One player who can operate above the rim is the 6-foot-8 Griner. She has four dunks in her two WNBA seasons and blocked a league record 11 shots in a game against Tulsa.
“She might get out of here with a dunk,” said Indiana’s Tamika Catchings, who’s playing in her ninth All-Star game. “The fans would be so excited to see that.”
In the NBA All-Star Game, there’s little defense and a lot of acrobatic showmanship. It’s different in the WNBA, Catchings said.
“We have fun out there like the men do, but their game’s a little bit different because they involve all the dunking and stuff,” she said. “We come out, we play defense, we have fun, we shoot our jump shots, get layups, get up and down, the way the game is meant to be played.”
The teams held open practices at US Airways Center on Friday, milling with the fans in between the two practice sessions.
“This is a great franchise,” Reeve said of the host Mercury. “It’s been with us since the beginning, so I think it’s kind of a celebration for them.”

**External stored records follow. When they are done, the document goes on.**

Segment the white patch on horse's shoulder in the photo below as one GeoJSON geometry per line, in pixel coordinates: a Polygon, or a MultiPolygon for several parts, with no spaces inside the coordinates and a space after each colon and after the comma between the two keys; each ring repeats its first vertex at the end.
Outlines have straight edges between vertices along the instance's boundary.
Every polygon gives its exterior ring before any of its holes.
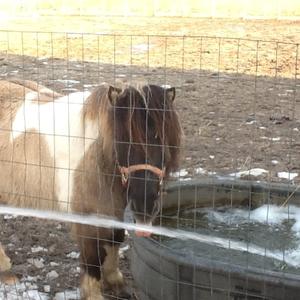
{"type": "Polygon", "coordinates": [[[35,130],[48,144],[54,159],[56,193],[62,211],[68,211],[73,190],[73,170],[98,137],[98,123],[82,119],[89,92],[76,92],[39,105],[24,101],[13,121],[11,141],[35,130]]]}
{"type": "Polygon", "coordinates": [[[24,101],[16,113],[12,124],[10,141],[12,142],[19,135],[30,129],[39,128],[39,112],[38,106],[33,104],[31,100],[24,101]]]}

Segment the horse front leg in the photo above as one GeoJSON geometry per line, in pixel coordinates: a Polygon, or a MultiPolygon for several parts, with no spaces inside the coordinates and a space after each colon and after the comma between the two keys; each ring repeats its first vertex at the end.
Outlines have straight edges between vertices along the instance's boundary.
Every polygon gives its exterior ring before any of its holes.
{"type": "Polygon", "coordinates": [[[14,285],[19,281],[18,277],[10,271],[11,267],[10,258],[6,255],[0,244],[0,282],[14,285]]]}
{"type": "Polygon", "coordinates": [[[119,245],[104,245],[106,257],[103,264],[103,279],[112,290],[122,290],[124,288],[123,274],[119,269],[119,245]]]}
{"type": "Polygon", "coordinates": [[[106,252],[102,265],[103,279],[106,285],[120,298],[130,299],[131,293],[125,286],[123,274],[119,269],[119,248],[124,241],[124,230],[114,230],[111,243],[103,247],[106,252]]]}
{"type": "MultiPolygon", "coordinates": [[[[80,226],[86,232],[87,226],[80,226]]],[[[95,235],[97,236],[97,235],[95,235]]],[[[106,251],[97,237],[77,236],[80,248],[81,299],[104,300],[102,296],[102,265],[106,251]]]]}

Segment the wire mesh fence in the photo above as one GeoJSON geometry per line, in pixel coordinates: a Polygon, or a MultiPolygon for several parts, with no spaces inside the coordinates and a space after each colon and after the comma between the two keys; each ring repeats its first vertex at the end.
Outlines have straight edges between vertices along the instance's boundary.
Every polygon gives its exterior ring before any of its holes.
{"type": "Polygon", "coordinates": [[[2,207],[1,298],[297,299],[298,44],[1,31],[0,47],[0,201],[82,225],[2,207]],[[129,202],[151,238],[92,226],[129,202]]]}

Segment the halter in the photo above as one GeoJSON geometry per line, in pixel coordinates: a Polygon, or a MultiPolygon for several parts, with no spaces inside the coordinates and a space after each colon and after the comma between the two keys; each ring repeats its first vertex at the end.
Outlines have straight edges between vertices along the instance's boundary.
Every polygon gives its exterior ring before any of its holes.
{"type": "Polygon", "coordinates": [[[166,168],[159,169],[149,164],[138,164],[129,167],[121,167],[120,164],[118,163],[118,168],[121,173],[121,181],[124,187],[127,186],[129,175],[132,172],[142,171],[142,170],[150,171],[159,178],[159,185],[162,185],[166,173],[166,168]]]}

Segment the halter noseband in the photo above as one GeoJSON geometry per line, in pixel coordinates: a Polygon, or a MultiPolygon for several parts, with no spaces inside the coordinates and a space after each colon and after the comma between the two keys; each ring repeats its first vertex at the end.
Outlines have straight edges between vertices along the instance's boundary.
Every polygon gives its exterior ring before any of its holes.
{"type": "Polygon", "coordinates": [[[130,173],[136,172],[136,171],[147,170],[147,171],[152,172],[159,178],[160,185],[162,185],[163,179],[165,177],[165,168],[159,169],[159,168],[149,165],[149,164],[138,164],[138,165],[132,165],[129,167],[121,167],[118,164],[118,168],[121,173],[121,181],[122,181],[123,186],[127,185],[130,173]]]}

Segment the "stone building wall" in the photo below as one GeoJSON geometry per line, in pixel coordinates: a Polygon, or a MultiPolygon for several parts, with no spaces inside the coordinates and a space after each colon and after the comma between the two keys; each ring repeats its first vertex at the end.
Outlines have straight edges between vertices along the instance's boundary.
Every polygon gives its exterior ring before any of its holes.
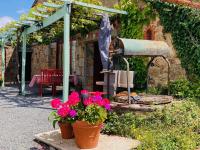
{"type": "MultiPolygon", "coordinates": [[[[192,3],[189,0],[163,0],[178,4],[184,4],[191,7],[197,7],[197,3],[192,3]]],[[[119,0],[102,0],[103,4],[112,7],[119,0]]],[[[152,33],[152,40],[161,40],[167,42],[172,48],[168,60],[171,64],[170,79],[176,80],[185,78],[186,72],[181,67],[181,62],[177,57],[176,50],[173,47],[173,41],[170,33],[164,34],[163,27],[159,19],[152,21],[149,26],[144,28],[144,33],[148,30],[152,33]]],[[[146,34],[145,34],[146,35],[146,34]]],[[[93,52],[94,41],[97,41],[98,31],[90,32],[86,37],[77,35],[75,48],[75,72],[82,81],[84,88],[92,90],[93,86],[93,52]]],[[[144,37],[147,38],[147,37],[144,37]]],[[[74,62],[73,62],[74,63],[74,62]]],[[[73,64],[71,64],[73,65],[73,64]]],[[[49,48],[49,46],[34,46],[32,54],[32,75],[39,73],[42,68],[55,68],[56,66],[56,47],[49,48]],[[49,51],[49,49],[51,49],[49,51]]],[[[150,83],[153,86],[167,84],[167,63],[162,58],[156,58],[154,66],[150,68],[150,83]]]]}
{"type": "MultiPolygon", "coordinates": [[[[2,56],[0,53],[0,78],[2,76],[2,56]]],[[[16,51],[11,46],[5,47],[5,82],[17,81],[16,51]]]]}
{"type": "MultiPolygon", "coordinates": [[[[144,38],[147,38],[146,33],[148,31],[151,31],[152,33],[152,40],[165,41],[171,47],[170,57],[168,57],[171,65],[170,80],[185,78],[186,72],[181,67],[181,61],[177,57],[176,50],[173,46],[172,36],[170,33],[163,33],[163,26],[161,26],[158,18],[144,28],[144,38]]],[[[153,86],[166,85],[168,75],[167,63],[163,58],[158,57],[154,60],[153,64],[154,65],[150,68],[150,84],[153,86]]]]}
{"type": "Polygon", "coordinates": [[[76,75],[82,81],[83,88],[93,90],[93,67],[94,67],[94,42],[98,39],[98,31],[93,31],[85,37],[77,35],[75,52],[76,75]]]}
{"type": "Polygon", "coordinates": [[[31,58],[31,76],[40,74],[41,69],[56,68],[56,43],[33,45],[31,58]]]}

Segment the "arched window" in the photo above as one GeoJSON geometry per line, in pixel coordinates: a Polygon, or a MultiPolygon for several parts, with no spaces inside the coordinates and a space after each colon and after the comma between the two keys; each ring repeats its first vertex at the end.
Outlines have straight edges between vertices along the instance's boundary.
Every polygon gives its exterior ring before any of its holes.
{"type": "Polygon", "coordinates": [[[144,39],[145,39],[145,40],[155,40],[154,31],[153,31],[152,28],[147,28],[147,29],[144,31],[144,39]]]}
{"type": "Polygon", "coordinates": [[[153,35],[151,29],[146,31],[146,40],[153,40],[153,35]]]}

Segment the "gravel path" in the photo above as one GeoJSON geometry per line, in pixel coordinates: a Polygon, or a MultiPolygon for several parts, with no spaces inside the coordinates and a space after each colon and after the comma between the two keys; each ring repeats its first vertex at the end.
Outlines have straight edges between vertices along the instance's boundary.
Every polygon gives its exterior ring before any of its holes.
{"type": "Polygon", "coordinates": [[[33,139],[52,130],[48,122],[51,97],[18,96],[17,88],[0,89],[0,150],[37,150],[33,139]]]}

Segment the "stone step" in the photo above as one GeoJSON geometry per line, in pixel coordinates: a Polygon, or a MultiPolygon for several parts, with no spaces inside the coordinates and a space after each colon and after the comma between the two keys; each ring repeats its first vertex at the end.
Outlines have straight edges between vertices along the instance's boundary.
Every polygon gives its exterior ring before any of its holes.
{"type": "MultiPolygon", "coordinates": [[[[35,140],[38,143],[45,143],[50,150],[80,150],[74,139],[62,139],[59,130],[39,133],[35,135],[35,140]]],[[[138,140],[101,134],[98,147],[92,150],[131,150],[139,145],[138,140]]]]}

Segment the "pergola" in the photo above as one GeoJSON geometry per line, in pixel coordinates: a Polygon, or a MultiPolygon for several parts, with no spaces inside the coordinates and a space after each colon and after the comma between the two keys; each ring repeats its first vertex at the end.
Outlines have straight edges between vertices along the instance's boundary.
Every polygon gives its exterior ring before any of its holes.
{"type": "MultiPolygon", "coordinates": [[[[25,28],[22,32],[22,72],[21,72],[21,93],[22,95],[26,94],[25,91],[25,66],[26,66],[26,49],[27,49],[27,36],[33,32],[39,31],[60,19],[64,19],[64,50],[63,50],[63,101],[67,101],[68,94],[69,94],[69,75],[70,75],[70,18],[71,18],[71,8],[72,5],[78,5],[86,8],[96,9],[104,12],[109,13],[116,13],[116,14],[127,14],[126,11],[121,11],[117,9],[102,7],[94,4],[88,4],[80,1],[73,1],[73,0],[59,0],[63,1],[63,5],[58,5],[55,3],[47,3],[44,2],[43,5],[45,7],[50,7],[56,9],[56,12],[53,13],[51,16],[44,15],[38,12],[33,12],[35,16],[43,17],[43,21],[40,22],[40,26],[36,23],[31,24],[32,21],[27,20],[27,22],[22,23],[22,25],[29,25],[28,28],[25,28]]],[[[19,24],[18,24],[19,25],[19,24]]],[[[2,37],[2,41],[4,38],[2,37]]],[[[3,42],[4,43],[4,42],[3,42]]],[[[4,51],[4,44],[2,44],[2,54],[5,53],[4,51]]],[[[2,55],[2,64],[5,64],[5,59],[3,59],[2,55]]],[[[2,74],[5,68],[2,68],[2,74]]],[[[4,80],[4,78],[2,78],[4,80]]]]}

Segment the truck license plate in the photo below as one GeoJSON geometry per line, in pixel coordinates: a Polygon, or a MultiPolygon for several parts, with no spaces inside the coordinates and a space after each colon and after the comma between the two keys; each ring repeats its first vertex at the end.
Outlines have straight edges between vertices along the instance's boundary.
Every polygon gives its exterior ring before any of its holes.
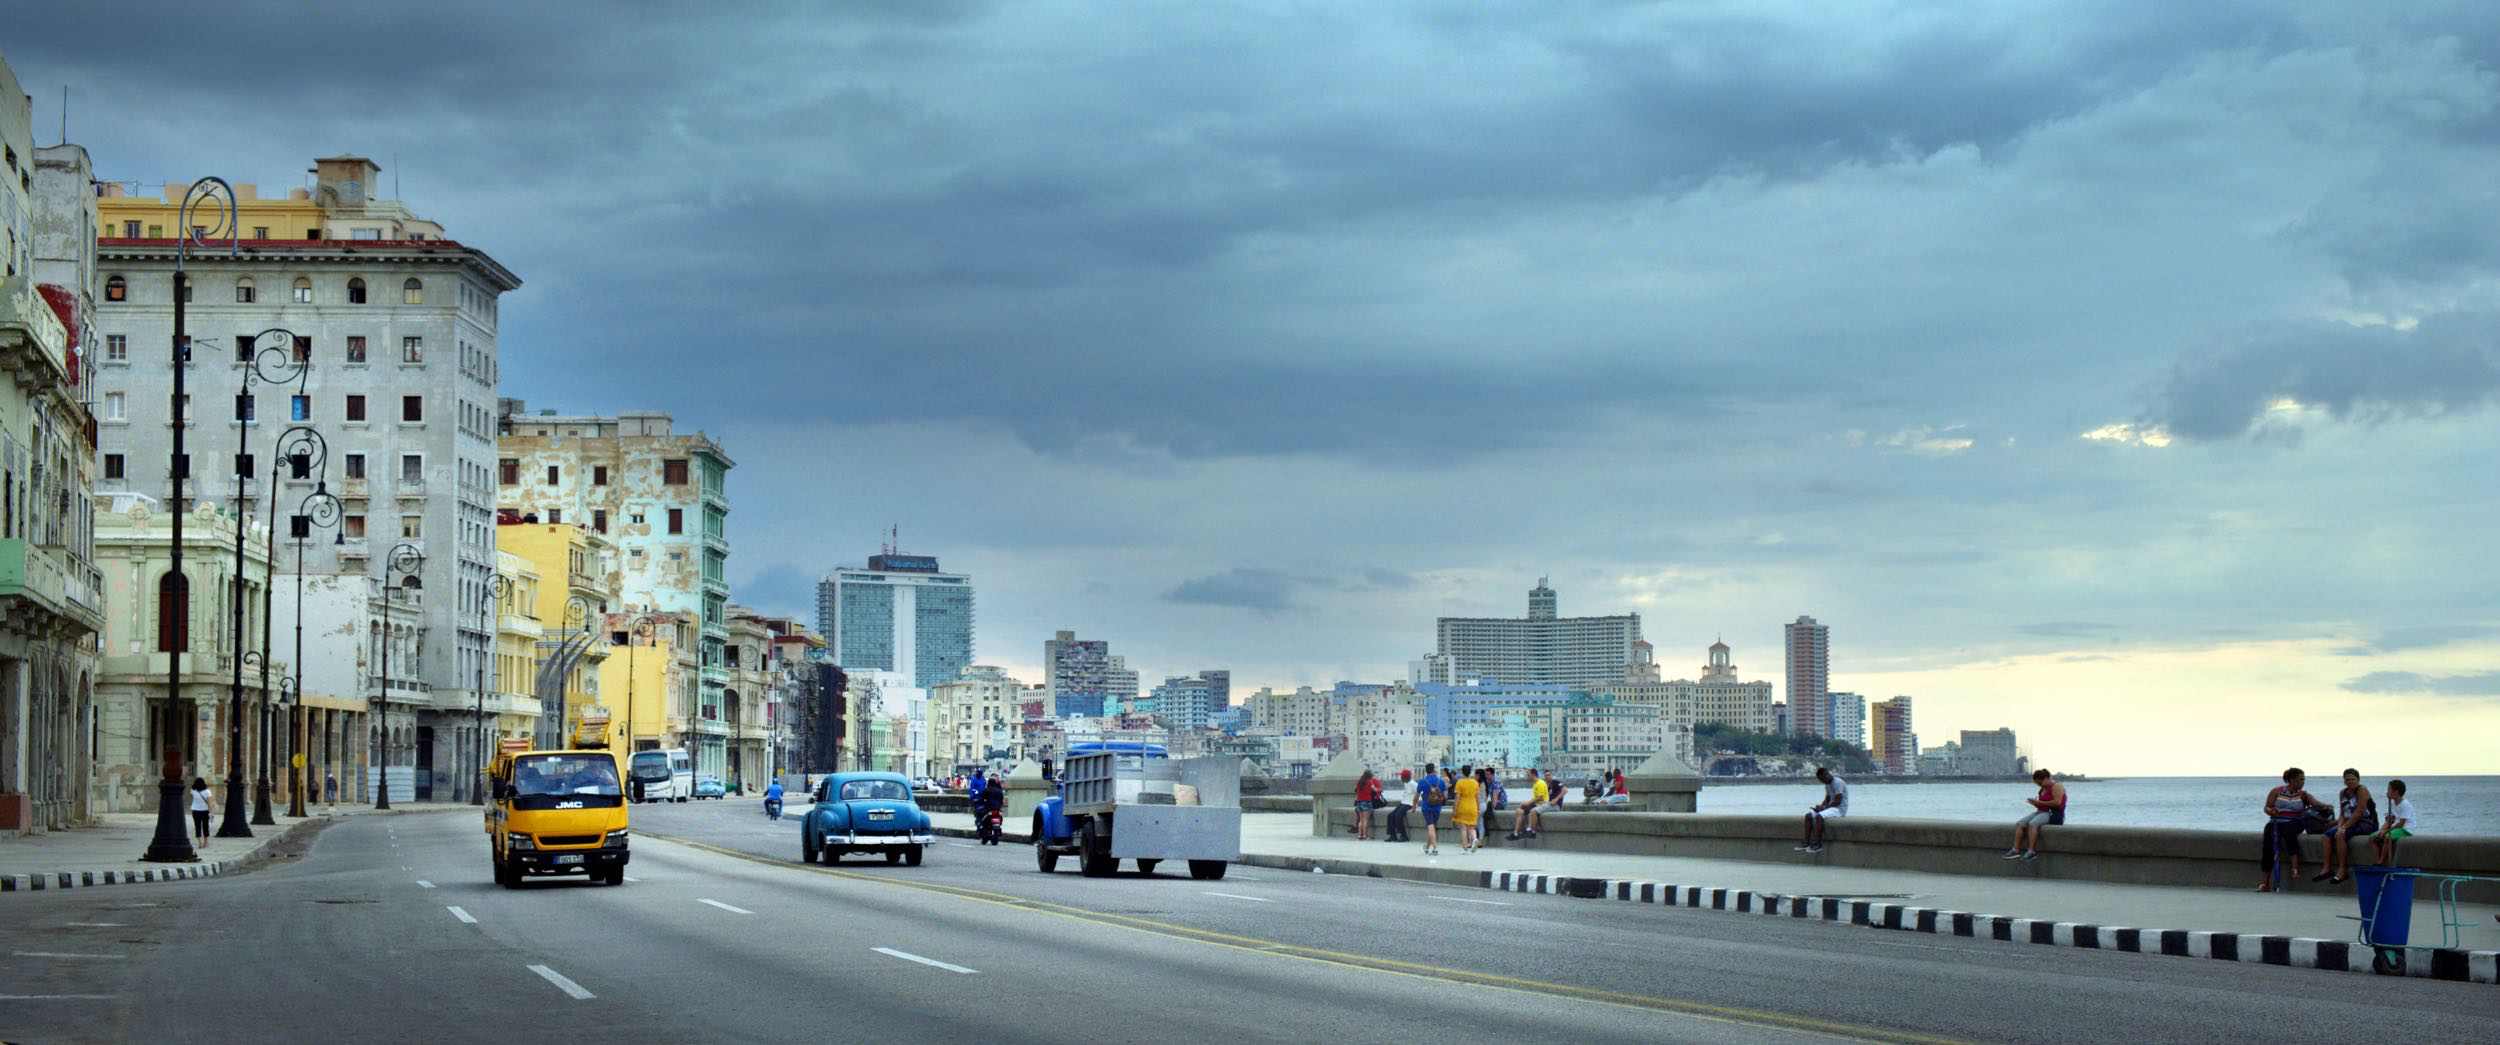
{"type": "Polygon", "coordinates": [[[582,862],[582,854],[566,853],[562,856],[556,857],[556,862],[560,864],[578,864],[582,862]]]}
{"type": "MultiPolygon", "coordinates": [[[[171,423],[171,422],[168,422],[168,423],[171,423]]],[[[893,811],[893,810],[891,810],[891,809],[871,809],[871,810],[869,810],[869,811],[868,811],[868,819],[870,819],[870,820],[892,820],[892,819],[894,819],[894,811],[893,811]]]]}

Ogwumike and her sister Nneka of the Los Angeles Sparks are the first sibblings to play in an All-Star Game in league history.
In addition to Taurasi and Griner, the West starters are Skylar Diggins of Tulsa, Maya Moore of Minnesota and Candace Parker of Los Angeles. Moore led all players in fan balloting. Moore was the leading All-Star vote getter.
The East starters are Catchings, Cappie Pondexter of New York, Angel McCoughtry and Erika de Souza of Atlanta and rookie Shoni Schimmel of Atlanta. Schimmel leads the NBA in jerseys sold. De Souza will replace Elena Delle Donne in the starting lineup, who is sidelined with a recurrence of Lyme disease.